É argumento absolutamente vicioso, definido como tal pela ampla maioria dos advogados especialistas em direito internacional, inclusive, é claro, os britânicos. O art. 51 só pode ser invocado quando e se o Conselho de Segurança não esteja agindo ou não teve tempo para agir.
No caso do 'estado islâmico' em território do Estado Sírio, o Conselho de Segurança agiu, ao aprovar a Resolução n. 2.249. Não há qualquer base legal para q os britânicos bombardeiem o 'estado islâmico' em território do Estado Sírio alegando, sob o art. 51, que o Conselho de Segurança não teria agido, quando claramente, sim, ele agiu.

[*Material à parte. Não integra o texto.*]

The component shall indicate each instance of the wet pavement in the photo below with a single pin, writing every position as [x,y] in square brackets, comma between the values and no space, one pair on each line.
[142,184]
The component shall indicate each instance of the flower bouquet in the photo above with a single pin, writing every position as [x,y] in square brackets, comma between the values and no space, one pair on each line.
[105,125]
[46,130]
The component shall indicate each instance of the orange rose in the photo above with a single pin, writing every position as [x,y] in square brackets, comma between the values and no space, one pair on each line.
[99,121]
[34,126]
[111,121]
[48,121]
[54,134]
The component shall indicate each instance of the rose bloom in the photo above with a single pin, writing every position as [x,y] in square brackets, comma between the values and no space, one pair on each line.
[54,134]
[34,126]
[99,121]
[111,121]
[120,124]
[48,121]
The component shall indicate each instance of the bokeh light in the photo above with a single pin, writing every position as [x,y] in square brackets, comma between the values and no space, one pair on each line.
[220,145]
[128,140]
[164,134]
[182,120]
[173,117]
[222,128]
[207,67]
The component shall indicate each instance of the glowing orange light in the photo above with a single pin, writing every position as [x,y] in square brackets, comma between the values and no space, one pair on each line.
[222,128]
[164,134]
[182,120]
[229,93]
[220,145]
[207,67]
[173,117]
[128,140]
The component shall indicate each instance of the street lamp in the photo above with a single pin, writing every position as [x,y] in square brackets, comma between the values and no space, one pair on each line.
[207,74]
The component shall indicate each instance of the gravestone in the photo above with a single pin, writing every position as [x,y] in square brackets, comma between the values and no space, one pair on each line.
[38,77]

O direito de autodefesa de que fala o art. 51 só surge quando houve algum ataque - ou é claramente iminente -, de um estado soberano contra outro.
O chamado 'estado islâmico' não é estado soberano. É organização rebelde que está, ilegalmente, no controle, pela força, de algumas áreas dentro do território dos estados soberanos de Iraque e Síria, contra cujos governos legítimos está em guerra.

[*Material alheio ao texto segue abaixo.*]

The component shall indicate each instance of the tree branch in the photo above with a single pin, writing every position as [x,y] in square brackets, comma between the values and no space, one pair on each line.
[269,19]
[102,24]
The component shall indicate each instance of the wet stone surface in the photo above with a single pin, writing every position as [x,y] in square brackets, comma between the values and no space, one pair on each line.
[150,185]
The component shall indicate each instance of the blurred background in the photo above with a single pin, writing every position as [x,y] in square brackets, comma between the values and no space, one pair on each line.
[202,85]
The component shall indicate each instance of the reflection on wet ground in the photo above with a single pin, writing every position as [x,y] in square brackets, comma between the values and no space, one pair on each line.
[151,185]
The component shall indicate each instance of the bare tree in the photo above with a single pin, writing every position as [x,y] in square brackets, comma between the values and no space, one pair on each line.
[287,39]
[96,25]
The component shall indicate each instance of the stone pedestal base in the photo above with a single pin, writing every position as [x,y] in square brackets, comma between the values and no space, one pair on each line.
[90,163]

O art. 51 não autoriza ataque ao chamado 'estado islâmico' dentro do território dos estados que lhe fazem guerra, a menos que os governos desses países concordem ou que o Conselho de Segurança autorize.
No caso da Grã-Bretanha - e de EUA e França e demais estados da coalizão liderada pelos EUA - não houve nem foi buscada nem foi concedida qualquer autorização pelo governo da Síria, ou pelo Conselho de Segurança.

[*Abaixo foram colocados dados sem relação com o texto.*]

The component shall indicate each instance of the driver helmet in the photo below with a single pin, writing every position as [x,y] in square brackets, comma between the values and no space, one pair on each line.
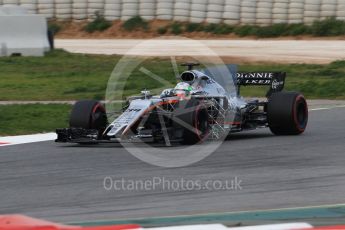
[183,90]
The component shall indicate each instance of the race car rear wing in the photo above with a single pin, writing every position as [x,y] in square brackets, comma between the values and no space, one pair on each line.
[276,80]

A Resolução n. 2.249 portanto autoriza a ação militar de Rússia e Irã na Síria com consentimento do governo sírio, mas não qualquer outra ação militar que não tenha o consentimento do governo da Síria.
Especificamente, ela não autoriza a ação militar da coalizão liderada pelos EUA. Toda e qualquer ação militar que os países membros dessa coalizão - EUA, Grã-Bretanha, França e o resto - foi, na prática, declarada ilegal.
O que a Resolução n. 2.249 faz é dar aos russos e aos iranianos - mas a nenhum outro país - autoridade do Conselho de Segurança para prosseguir as operações militares contra terroristas jihadistas na Síria, porque só os russos têm consentimento do governo sírio para fazer o que fazem. Esse era o objetivo dos russos e por isso tanto trabalharam para aprovar a Resolução n. 2.249.
Por que os russos precisam da Resolução n. 2.249, se já tinham o consentimento do governo sírio?
A razão, aí, é que os russos compreendem muito bem que os EUA e aliados contestam a legitimidade do governo sírio. Com isso, estava aberta a possibilidade de, em algum momento futuro, os EUA e aliados 'declararem' que a ação dos russos na Síria seria ilegal, porque estariam agindo com consentimento de um governo que teria supostamente 'perdido' a legitimidade.
A Resolução n. 2.249 veda completamente essa possibilidade, e dá aos russos um mandado do Conselho de Segurança, contra o qual ninguém poderá alegar ilegitimidade.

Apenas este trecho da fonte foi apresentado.